- The Washington Times - Monday, July 21, 2003

The latest three of 11 men accused of plotting holy war in Virginia will be held in U.S. custody pending a bail hearing Thursday, a federal magistrate in Alexandria said yesterday.

The three, captured recently in Saudi Arabia, are named in a 41-count federal indictment accusing them of conspiring to “prepare for and engage in violent jihad” against foreign targets in Kashmir, the Philippines and Chechnya.

The men also are charged with illegal weapons possession and violations of the Neutrality Act, a federal law banning U.S. citizens from leaving the country to attack other countries with which the United States is at peace.

Eight others were named in the indictment, which was handed up last month by a federal grand jury in U.S. District Court in Alexandria. Three of them have been released on bond and five remain in custody. All await trial in the fall.

Federal prosecutors said the men were hatching war plans they intended to carry out by traveling to camps in Pakistan. The men are accused of association with Lashkar-e-Taiba, a U.S.-designated terrorist organization that is fighting to drive India from Kashmir.

The disputed territory lies between largely Hindu India and largely Muslim Pakistan in the Himalayan mountain range of South Asia.

Lashkar-e-Taiba, which means “army of the righteous,” is the armed wing of the Pakistan-based religious organization Markaz-ud-Dawa-wal-Irshad. The group has conducted numerous terrorist operations against Indian troops and civilian targets in Kashmir since 1993.

The indictment charges the men with training with AK-47 assault rifles at various shooting ranges in Maryland and Virginia. It also said they trained with paintball guns from early 2000 through May.

Although the men were not charged with planning attacks on the United States, the indictment said they had “an intent to serve in armed hostility against the United States.”

An attorney for one of the men called the case “shaky at best.”

Muslim-rights advocates also have raised questions about the State Department’s actions.

“I think that if you look into the dictionary next to the phrase ‘selective enforcement,’ I think this case leaps off the page,” said Stanley L. Cohen, a civil rights lawyer representing one of the suspects, Randall Todd Royer, 30, of Falls Church.

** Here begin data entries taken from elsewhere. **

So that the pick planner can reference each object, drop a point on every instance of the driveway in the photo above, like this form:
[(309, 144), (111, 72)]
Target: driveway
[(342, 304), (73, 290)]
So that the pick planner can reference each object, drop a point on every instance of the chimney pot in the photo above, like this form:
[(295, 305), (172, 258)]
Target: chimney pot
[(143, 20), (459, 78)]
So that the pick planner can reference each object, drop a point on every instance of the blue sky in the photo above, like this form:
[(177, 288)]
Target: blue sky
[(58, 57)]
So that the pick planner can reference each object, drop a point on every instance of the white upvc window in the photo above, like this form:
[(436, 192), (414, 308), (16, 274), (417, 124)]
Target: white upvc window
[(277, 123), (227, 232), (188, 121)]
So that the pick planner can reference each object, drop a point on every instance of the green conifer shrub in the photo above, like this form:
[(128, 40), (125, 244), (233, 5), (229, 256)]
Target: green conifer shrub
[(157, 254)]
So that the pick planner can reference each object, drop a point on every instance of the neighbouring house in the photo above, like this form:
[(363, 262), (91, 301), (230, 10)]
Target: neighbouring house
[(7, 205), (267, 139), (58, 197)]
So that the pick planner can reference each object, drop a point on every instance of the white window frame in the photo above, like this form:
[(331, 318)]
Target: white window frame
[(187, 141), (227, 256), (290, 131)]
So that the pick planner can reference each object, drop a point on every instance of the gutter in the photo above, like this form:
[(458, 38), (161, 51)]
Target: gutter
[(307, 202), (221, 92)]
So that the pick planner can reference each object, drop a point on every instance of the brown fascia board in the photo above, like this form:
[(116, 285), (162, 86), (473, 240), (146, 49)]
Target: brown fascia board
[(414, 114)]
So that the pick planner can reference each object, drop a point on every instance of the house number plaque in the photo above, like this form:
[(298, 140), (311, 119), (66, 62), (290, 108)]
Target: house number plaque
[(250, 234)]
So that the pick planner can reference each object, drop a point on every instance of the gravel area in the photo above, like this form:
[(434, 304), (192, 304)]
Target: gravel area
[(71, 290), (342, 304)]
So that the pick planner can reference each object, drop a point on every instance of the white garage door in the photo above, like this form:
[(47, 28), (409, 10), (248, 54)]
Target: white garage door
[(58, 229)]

Mr. Cohen said the government is stretching the law by charging his client with violating the Neutrality Act, which has “seldom, if ever, been used.” He cited the Spanish Civil War in the late 1930s as a historical example of Americans fighting in foreign country toward which the United States was neutral.

Mr. Royer was among the eight arrested last month. The seven others are Yemeni national Ibrahim Ahmed al-Hamdi of Alexandria; Masoud Ahmad Khan, 31, of Gaithersburg; naturalized U.S. citizen Yong Ki Kwon, 27, of Fairfax; Pakistani national Mohammed Aatique, 30, of Norristown, Pa.; Hammad Abdur-Raheem, 35, of Falls Church; Donald Thomas Surratt, 30, of Suitland; and Caliph Basha Ibn Abdur-Raheem, 29, of Arlington.

The latest three are Khwaja Mahmood Hasan, 27, a Pakistani-born U.S. citizen who once lived in Alexandria; Sabri Benkhala, 28; and Seifullah Chapman, 30, also of Alexandria. All three waived their rights yesterday to a court-appointed public defender.